W dniach 3-5 listopada odbyła się druga edycja targów Retro Motor Show. Wspominając wrażenia z pierwszej edycji nie spodziewałem się wielu zmian. Impreza dedykowana jest właścicielom i miłośnikom starej motoryzacji. Niewygórowana cena biletu, sprzyjająca pogoda i dobre nagłośnienie wydarzenia w mediach sprawiło, że dla wielu rodzin była to doskonała okazja do miłego spędzenia wolnego weekendu.
Przez rok ranga targów wzrosła. Świadczy o tym choćby znacznie większa ilość wystawców. Sześć hal pełnych perełek klasycznej motoryzacji było najważniejszym powodem, dla którego warto było wybrać się na MTP. Większość wystawców to prywatne kolekcje zrzeszone w różnych klubach. Pomiędzy pieczołowicie odrestaurowanymi samochodami znaleźć można było stanowiska z gadżetami, częściami do klasyków czy przedstawicieli zakładów, które zajmują się trudnym tematem odbudowywania pojazdów. Nie zabrakło również sklepików z modelami samochodów.
Włoska motoryzacja
Pozostawiając skromność w kącie muszę obiektywnie stwierdzić, że nasze stoisko było jednym z najbardziej obleganych. Dzięki zaproszeniu od Lancia Klub Polska, Forzaitalia.pl zadebiutowała w Poznaniu. Różnorodność ekspozycji złożonej wyłącznie z klasycznych włoskich samochodów zrobiła duże wrażenie. Dla wielu włoska motoryzacja kojarzy się obecnie z dużym Fiatem, nowym Tipo czy ostatnimi reklamami Stelvio. Prawda jest zgoła inna: na swoją renomę, czyli wzór stylu, Włosi pracowali od lat. Wspomniana różnorodność dokładnie pokazywała, jak ich projekty zmieniały się na przestrzeni lat. Maskotką stoiska był Fiat 500 – Luigi. Zdjęciom z najmniejszym Fiatem nie było końca. Wystawę uzupełniły dwie Alfy Romeo 164, Lancie Beta, Zeta, Kappa, Thema, Flavia i Y, Maserati Quattroporte oraz Fiaty Tipo i 128 3p w pięknym czerwonym kolorze. Centralnym punktem stoiska był sklepik z klubowymi gadżetami. Dla najmłodszych czekała mała niespodzianka –prawdziwe włoskie praliny oraz balony.
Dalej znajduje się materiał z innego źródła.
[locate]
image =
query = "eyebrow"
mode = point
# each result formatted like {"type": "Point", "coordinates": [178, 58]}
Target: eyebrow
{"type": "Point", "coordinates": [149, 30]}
Najciekawszą wystawę przygotował Citroën Klub Polska. Odwołania do rodzimej dla marki Francji było widać z daleka: wieża Eiffla, piękne pola z francuskim traktorem w tle, a na koniec aromat serów i wina. Tego nie można było przegapić! Ilość samochodów również robiła spore wrażenie. Najsłynniejszym modelem na stoisku „francuzów” był – jakże by inaczej – Citroën 2CV, popularnie zwany „kaczką”. Swoją popularność zdobył m.in. dzięki przygodom sierżanta Cruchot w firmie Żandarm z Saint Tropez.
Retro Motor Show to nie tylko wystawa klasycznych samochodów – w tym roku nie zabrakło również motocykli, świetnie przygotowanej aranżacji z pojazdami wojskowymi czy pożarniczymi, które wypełniły niemal całą halę. Uzupełnieniem całości byłą skromna wystawa autobusów miejskich.
Mnogość wystawców potrafiła namieszać w głowie. Samochody niemieckie, japońskie czy szwedzkie zdominowały targi. Klasyczna motoryzacja włoska stanowiła zaledwie ułamek wystawców. Oprócz opisanego wyżej klubowego stoiska natknąć się można było na liczne Fiaty 126p w różnych aranżacjach, Lancie Delte Integrale, Fiata X1/9 czy Alfę Romeo 155.
Retro Motor Show w Poznaniu dowodzi, że zainteresowanie klasykami w Polsce rośnie. Dobre przygotowanie i ciekawe ekspozycje potwierdzają, że jest to jedno z najciekawszych wydarzeń tego typu w naszym kraju. Targi mają spory potencjał, więc liczymy, że w kolejnych latach mają szanse urosnąć do rangi wydarzenia niczym klasyczne Motor Show w Poznaniu.